Friday , March 29, 2024

Edward Snowden’s Valuable Lesson

Gideon Samid • Gideon@BitMint.com

Last month, The Guardian published yet another revelation by Edward Snowden, who claims a high patriotic calling but is regarded by U.S. officials as committing high treason. Mr. Snowden claims the National Security Agency (NSA) has secretly cryptanalyzed the popular ciphers used in America and around the world for everyday business purposes. The agency now routinely reads the encrypted communication used for payment transactions in this country and beyond.

Some foreigners may be alarmed by this revelation, but we Americans trust our government; we trust that the NSA will not abuse their great achievement, that they will not jeopardize our civil order. Even if that statement could pass without objection, the real thing to be alarmed about is that the NSA has no monopoly on smarts. We would love to believe otherwise—that our cryptanalysts are smarter than foreign whiz kids, and that what the NSA achieved, foreigners have no chance to match.

Even if that statement could be accepted at face value, what about another Snowden? What if a self-serving, disgruntled individual with a high-security clearance has already shared with the bad guys the cryptanalysis of such security standards as AES, RSA, ECC, and so on, and done so in stealth?

What is noteworthy is that, while the NSA has obviously denied having such cryptanalytic power (if they admitted it, everyone would run away from these ciphers and the NSA would lose the ability to exploit its feat), they have not stated that it is ridiculous or impossible. That’s because it is neither ridiculous nor impossible. All the mainstay ciphers we use in whatever payment protocol you care to mention are certifiably breakable. They can be cracked using ultrafast computers or by employing yet unpublished mathematical insight, or a combination thereof.

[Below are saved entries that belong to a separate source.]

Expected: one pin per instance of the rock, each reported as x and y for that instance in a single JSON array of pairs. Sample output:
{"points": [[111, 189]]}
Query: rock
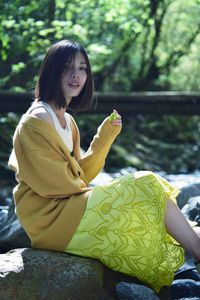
{"points": [[187, 271], [185, 288], [132, 291], [38, 274], [191, 210], [12, 235], [187, 192]]}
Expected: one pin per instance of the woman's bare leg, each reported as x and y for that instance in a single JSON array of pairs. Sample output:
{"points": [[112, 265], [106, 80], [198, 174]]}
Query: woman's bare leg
{"points": [[178, 227]]}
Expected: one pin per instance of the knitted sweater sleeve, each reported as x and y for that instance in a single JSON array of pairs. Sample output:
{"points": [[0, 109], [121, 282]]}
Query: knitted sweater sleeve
{"points": [[43, 168], [93, 159]]}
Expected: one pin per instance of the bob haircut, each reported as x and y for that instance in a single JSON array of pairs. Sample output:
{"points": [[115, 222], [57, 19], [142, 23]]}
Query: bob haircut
{"points": [[48, 87]]}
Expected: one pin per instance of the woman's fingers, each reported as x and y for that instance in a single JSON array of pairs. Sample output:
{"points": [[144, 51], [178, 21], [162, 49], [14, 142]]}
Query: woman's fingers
{"points": [[115, 118]]}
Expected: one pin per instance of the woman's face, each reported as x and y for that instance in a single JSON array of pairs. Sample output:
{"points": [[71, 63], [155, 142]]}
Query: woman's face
{"points": [[74, 77]]}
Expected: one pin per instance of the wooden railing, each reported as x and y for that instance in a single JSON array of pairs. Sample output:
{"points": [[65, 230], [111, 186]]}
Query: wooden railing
{"points": [[171, 103]]}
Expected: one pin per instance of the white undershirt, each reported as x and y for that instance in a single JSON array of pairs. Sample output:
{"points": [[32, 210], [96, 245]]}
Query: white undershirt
{"points": [[65, 133]]}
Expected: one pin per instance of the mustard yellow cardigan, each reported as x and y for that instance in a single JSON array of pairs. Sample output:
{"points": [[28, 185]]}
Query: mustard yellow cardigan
{"points": [[52, 190]]}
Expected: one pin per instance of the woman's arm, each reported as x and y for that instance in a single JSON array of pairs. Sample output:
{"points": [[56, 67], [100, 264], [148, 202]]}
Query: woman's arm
{"points": [[93, 160]]}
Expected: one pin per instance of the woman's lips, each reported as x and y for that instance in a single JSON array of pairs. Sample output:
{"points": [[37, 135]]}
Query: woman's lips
{"points": [[73, 85]]}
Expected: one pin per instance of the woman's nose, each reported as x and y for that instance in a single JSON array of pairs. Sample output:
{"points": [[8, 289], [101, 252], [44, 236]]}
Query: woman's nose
{"points": [[75, 74]]}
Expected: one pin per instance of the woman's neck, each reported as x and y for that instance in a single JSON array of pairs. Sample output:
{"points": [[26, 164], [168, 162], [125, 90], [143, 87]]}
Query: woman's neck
{"points": [[58, 111]]}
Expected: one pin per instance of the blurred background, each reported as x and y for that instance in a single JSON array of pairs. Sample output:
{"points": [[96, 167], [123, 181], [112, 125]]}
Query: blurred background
{"points": [[133, 45]]}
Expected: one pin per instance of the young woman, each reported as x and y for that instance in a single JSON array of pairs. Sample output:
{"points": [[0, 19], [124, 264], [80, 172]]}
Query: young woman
{"points": [[131, 224]]}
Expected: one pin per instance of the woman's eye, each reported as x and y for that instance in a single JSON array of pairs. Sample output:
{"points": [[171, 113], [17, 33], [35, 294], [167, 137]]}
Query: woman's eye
{"points": [[83, 69]]}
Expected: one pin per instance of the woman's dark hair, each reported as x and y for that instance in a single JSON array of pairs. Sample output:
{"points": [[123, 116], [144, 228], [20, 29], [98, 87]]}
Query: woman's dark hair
{"points": [[49, 88]]}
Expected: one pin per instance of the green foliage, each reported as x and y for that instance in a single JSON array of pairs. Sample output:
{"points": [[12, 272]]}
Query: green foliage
{"points": [[133, 44], [166, 143]]}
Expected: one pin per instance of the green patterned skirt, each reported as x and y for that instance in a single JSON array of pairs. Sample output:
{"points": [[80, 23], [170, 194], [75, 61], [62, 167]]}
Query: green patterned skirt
{"points": [[123, 227]]}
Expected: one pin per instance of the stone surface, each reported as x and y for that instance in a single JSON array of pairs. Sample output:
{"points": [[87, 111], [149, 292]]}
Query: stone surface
{"points": [[12, 235], [185, 288], [131, 291], [38, 274], [188, 192], [191, 210]]}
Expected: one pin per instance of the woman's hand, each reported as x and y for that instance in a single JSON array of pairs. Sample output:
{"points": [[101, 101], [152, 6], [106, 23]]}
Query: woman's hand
{"points": [[115, 118]]}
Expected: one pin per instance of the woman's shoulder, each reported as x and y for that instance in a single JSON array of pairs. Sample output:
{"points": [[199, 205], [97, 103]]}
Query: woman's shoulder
{"points": [[41, 113]]}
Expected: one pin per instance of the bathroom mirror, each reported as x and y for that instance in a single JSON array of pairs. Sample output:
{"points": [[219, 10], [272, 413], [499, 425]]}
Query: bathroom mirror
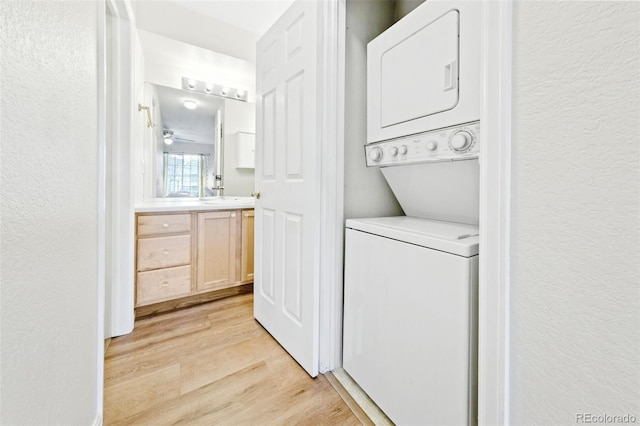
{"points": [[185, 143]]}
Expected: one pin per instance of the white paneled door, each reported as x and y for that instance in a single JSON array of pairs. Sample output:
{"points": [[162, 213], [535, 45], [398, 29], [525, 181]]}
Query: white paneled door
{"points": [[287, 178]]}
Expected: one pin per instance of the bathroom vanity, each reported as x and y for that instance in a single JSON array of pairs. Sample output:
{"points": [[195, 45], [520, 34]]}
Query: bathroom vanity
{"points": [[191, 252]]}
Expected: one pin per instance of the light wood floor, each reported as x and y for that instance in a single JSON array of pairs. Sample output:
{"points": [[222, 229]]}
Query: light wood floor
{"points": [[212, 364]]}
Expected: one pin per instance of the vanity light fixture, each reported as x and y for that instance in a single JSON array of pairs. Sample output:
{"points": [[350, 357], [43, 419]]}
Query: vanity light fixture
{"points": [[168, 136], [209, 88]]}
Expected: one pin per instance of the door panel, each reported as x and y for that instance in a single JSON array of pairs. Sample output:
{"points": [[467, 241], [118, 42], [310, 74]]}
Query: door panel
{"points": [[287, 176]]}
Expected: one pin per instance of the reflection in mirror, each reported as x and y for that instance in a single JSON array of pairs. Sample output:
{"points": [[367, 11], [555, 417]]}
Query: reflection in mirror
{"points": [[186, 144]]}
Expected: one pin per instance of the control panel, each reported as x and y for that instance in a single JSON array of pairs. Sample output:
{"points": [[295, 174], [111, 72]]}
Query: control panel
{"points": [[448, 144]]}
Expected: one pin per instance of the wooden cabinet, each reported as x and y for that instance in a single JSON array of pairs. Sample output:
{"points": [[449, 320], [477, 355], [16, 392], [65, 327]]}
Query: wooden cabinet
{"points": [[217, 255], [246, 274], [163, 257], [184, 255]]}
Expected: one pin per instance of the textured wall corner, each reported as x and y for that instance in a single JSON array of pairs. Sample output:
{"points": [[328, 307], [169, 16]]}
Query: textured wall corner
{"points": [[48, 233], [575, 301]]}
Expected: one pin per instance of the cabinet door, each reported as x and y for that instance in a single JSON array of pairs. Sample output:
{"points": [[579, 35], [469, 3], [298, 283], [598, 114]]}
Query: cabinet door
{"points": [[247, 246], [217, 234]]}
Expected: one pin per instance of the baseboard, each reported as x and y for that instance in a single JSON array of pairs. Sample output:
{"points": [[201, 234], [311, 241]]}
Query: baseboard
{"points": [[188, 301], [372, 415]]}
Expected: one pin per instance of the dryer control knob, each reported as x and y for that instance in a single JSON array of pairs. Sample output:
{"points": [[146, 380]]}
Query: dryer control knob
{"points": [[461, 140], [375, 154]]}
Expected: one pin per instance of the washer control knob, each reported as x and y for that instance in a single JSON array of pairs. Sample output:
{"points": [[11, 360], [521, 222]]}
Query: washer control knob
{"points": [[375, 154], [461, 140]]}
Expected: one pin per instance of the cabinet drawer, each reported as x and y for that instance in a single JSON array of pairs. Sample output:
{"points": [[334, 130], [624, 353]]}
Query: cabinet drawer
{"points": [[164, 224], [163, 284], [163, 252]]}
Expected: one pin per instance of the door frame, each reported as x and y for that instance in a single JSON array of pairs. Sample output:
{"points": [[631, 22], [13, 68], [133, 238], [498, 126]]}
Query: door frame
{"points": [[331, 252], [122, 69], [119, 248], [495, 215]]}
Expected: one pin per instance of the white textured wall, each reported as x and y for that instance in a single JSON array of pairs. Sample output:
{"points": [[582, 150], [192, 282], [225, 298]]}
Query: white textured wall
{"points": [[575, 302], [366, 193], [48, 229], [238, 117]]}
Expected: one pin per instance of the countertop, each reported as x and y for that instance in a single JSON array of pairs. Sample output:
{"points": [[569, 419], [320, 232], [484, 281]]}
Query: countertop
{"points": [[194, 204]]}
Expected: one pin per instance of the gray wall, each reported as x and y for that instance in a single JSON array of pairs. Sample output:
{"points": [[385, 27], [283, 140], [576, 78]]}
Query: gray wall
{"points": [[575, 340], [49, 208], [366, 193]]}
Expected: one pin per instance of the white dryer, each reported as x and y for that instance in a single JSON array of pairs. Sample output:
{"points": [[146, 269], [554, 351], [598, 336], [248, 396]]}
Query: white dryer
{"points": [[423, 73]]}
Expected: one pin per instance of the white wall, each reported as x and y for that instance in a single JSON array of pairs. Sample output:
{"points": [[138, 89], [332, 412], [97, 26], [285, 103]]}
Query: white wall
{"points": [[168, 60], [575, 340], [48, 233], [175, 22], [366, 193], [238, 117]]}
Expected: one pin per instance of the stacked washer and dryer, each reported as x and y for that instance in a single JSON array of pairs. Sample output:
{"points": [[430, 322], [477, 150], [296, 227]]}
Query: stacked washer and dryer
{"points": [[410, 304]]}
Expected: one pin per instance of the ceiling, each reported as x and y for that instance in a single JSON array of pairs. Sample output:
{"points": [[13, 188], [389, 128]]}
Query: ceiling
{"points": [[189, 125], [255, 16]]}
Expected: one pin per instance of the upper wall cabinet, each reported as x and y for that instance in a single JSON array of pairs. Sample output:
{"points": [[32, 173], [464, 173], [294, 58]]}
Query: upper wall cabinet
{"points": [[246, 150]]}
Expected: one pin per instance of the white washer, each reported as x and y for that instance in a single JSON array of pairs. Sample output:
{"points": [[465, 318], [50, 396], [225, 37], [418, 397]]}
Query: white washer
{"points": [[410, 309]]}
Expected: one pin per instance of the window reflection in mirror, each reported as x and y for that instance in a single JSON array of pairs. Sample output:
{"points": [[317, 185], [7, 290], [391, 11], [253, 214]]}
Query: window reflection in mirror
{"points": [[185, 146]]}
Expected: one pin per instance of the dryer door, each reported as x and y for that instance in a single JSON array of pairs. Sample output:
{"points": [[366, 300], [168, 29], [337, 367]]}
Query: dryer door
{"points": [[424, 68], [424, 72]]}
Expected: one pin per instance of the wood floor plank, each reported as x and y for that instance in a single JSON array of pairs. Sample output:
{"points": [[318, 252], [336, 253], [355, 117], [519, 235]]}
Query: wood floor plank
{"points": [[140, 393], [212, 364]]}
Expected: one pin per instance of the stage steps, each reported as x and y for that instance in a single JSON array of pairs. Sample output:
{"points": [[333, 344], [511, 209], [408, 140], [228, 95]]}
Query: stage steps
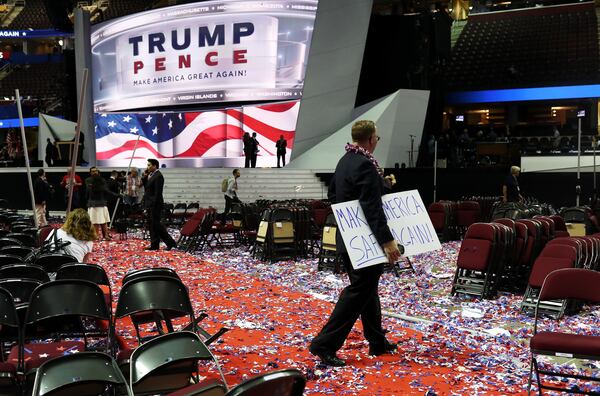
{"points": [[204, 185]]}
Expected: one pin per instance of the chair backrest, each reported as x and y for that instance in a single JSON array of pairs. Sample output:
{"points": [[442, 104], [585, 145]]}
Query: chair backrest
{"points": [[437, 214], [281, 383], [20, 288], [560, 251], [66, 297], [29, 271], [25, 239], [43, 234], [191, 227], [477, 249], [166, 363], [21, 251], [83, 373], [89, 272], [571, 283], [468, 213], [559, 223], [5, 241], [154, 293], [51, 262], [7, 259], [145, 272], [8, 312]]}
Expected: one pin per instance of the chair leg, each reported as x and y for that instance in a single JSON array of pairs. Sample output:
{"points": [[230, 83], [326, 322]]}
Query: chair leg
{"points": [[529, 381], [537, 374]]}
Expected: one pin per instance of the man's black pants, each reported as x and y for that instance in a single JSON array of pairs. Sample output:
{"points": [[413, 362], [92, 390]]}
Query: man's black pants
{"points": [[360, 298], [157, 230], [228, 204]]}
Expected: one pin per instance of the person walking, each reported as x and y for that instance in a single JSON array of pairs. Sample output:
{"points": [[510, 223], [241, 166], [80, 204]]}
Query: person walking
{"points": [[77, 183], [97, 198], [246, 139], [153, 204], [359, 177], [41, 194], [254, 147], [281, 146], [231, 194], [132, 187]]}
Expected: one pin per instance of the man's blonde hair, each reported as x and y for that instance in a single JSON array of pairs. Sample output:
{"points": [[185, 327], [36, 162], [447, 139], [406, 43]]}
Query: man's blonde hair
{"points": [[362, 130]]}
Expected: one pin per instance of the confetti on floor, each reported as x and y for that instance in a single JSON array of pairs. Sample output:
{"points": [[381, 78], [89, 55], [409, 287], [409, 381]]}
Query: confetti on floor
{"points": [[447, 345]]}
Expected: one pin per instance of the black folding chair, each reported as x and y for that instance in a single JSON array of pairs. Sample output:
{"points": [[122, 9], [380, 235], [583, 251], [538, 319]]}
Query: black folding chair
{"points": [[281, 383], [9, 334], [168, 363], [29, 271], [51, 262], [84, 373]]}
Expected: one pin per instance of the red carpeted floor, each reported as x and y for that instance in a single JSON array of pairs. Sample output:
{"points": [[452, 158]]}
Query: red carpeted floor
{"points": [[273, 321]]}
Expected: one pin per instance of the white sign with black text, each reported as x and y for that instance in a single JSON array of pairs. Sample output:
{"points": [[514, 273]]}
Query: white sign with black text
{"points": [[407, 219]]}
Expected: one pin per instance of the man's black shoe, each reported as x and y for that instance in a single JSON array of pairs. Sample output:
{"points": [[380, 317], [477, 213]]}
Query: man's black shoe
{"points": [[329, 359], [383, 349]]}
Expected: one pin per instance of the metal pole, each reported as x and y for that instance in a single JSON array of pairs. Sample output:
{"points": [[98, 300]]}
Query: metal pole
{"points": [[76, 146], [578, 186], [24, 140], [595, 193], [434, 171], [128, 170]]}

Computers get faster all the time, relevant mathematical knowledge is published monthly, and the so-called intractability of our popular ciphers is eroding as we speak. This cardinal fact is easily ignored because the banks, the processors, and the various payment-service companies are eager to boast of the high security of their ciphers. Security executives brag about the super-secure algorithm they have deployed, and cryptographers tout their merchandise as job-security measures.

As Bitcoin penetrates Main Street, traders worry about its exchange rate with the dollar. They hardly concern themselves with the specter of a collapse of the digital currency’s cryptographic foundation, which would in an instant melt away all their cryptomoney. The Bitcoin Web site itself misleads its readers, claiming that cryptography proves that the Bitcoin algorithms are secure. Cryptography does not prove any such thing. The chosen ciphers simply have not been cracked by any published paper. It would behoove Bitcoin promoters to provide a “fair disclosure” warning to that effect. And much as the Food and Drug Administration did vis-à-vis the tobacco industry, the NSA, or the National Institute of Science and Technology, should issue a warning to the public.

The fact that we can’t prove mathematically that our ciphers are effective should not discourage their use, if for no other reason than that these ciphers are the best we have. To dismiss them implies killing e-commerce. Yet, awareness of this vulnerability should guide us into a host of defensive measures. First, design your payment cryptography (data in motion, data in display, and data in storage) in a switchable format so you can pull out a cipher that was suddenly announced as breached and replace it with another, for which no such news exists. Beware: Some designers enmesh the cipher so elaborately that it may be necessary to recode the entire payment system if a new cipher is required.

Second, think ahead. What will you put in place of the faulty cipher if you have to change? Third, deploy the “Second Security” strategy, allowing the alternative cipher to operate in parallel to the main one.

The guidelines for business continuity require us to consider that, overnight, more than one cipher could be discredited. What then? Your cryptographic consultant had better prepare you for that day. While we have no ultimate remedy for cryptography between strangers, cryptography among recognized partners may be instantly re-established using unbreakable ciphers that are immunized against both faster computers and smarter computer scientists. Examples are the old, cumbersome Vernam cipher and the new, agile Daniel cipher (U.S. patents 1,310,719 and 6,823,068, respectively).